The latter point is important if we wish to begin to comprehend the recent slate of youth suicides in our aboriginal, metis, and First Nations communities. We watch in horror upon hearing of the suicide pact reach recently in the Attawapiskat First Nation community and confess our utter inability to either comprehend or provide solace in such a situation. Recently in an interview with the Huffington Post, Dr. Rod McCormick, an indigenous mental health expert, spoke directly to this issue of inner trauma:
“There’s a lot of unresolved trauma and unresolved grief and loss. A lot of people in the community are containing their pain and emotions through drugs and alcohol, through disassociating, and sometimes all it takes is one trigger when people are vulnerable. It could relate to childhood trauma; there’s abuse that occurs, be it physical or sexual.”
For young people especially, that sense of a lack of belonging, of alienation, of being misunderstood can be an awful thing to overcome. And so, in their pain, they attempt to take their own lives – a national tragedy.

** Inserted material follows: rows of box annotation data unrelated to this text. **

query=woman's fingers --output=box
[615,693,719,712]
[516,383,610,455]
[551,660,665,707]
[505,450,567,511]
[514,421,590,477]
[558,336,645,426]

This is all just another way of saying that where these troubled individuals and communities come from very much determines how they might see the world. For example, they all, to greater degree or less, have lived under the shadow of Canada’s Indian Act. Enacted in 1876, this Act was to determine how the rest of the country interacted with the indigenous communities, if at all. Here are just a few examples of what it contained according to the Working Effectively With Indigenous Peoples blog:
- Reserves were instituted and residential schools introduced
- Given new European names to replace their historic ones
- Any part of indigenous reserves could be used for anything the government saw fit, such as roads, railroads, waterway diversion, etc.
- Informed indigenous peoples that they couldn’t form political bodies
- Forbade communities from speaking their own language
- Denied women status and forbade any indigenous person from voting
Some of these clauses were amended in the ensuing years, but this is where our original people came from and it has defined them for generations. Any of us brought up under such limitations and outright prejudicial racism would likely have turned inward as well and felt cut off from all that we might value. In such a world, suicide can become a cultural phenomenon, and that just what has transpired in places like Attawapiskat.
When asked his thoughts on systemic racism, Holocaust survivor Elie Wiesel said tersely: “No human race is superior; no religious faith is inferior. All collective judgments are wrong. Only racists make them”
Tough words, but historically accurate. It’s one thing to hold racist tendencies but be unaware of it. It’s another thing altogether, especially in an era of supposed intellectual awareness, to allow such blindness in our own time. We all share the guilt. We must all share in making it right.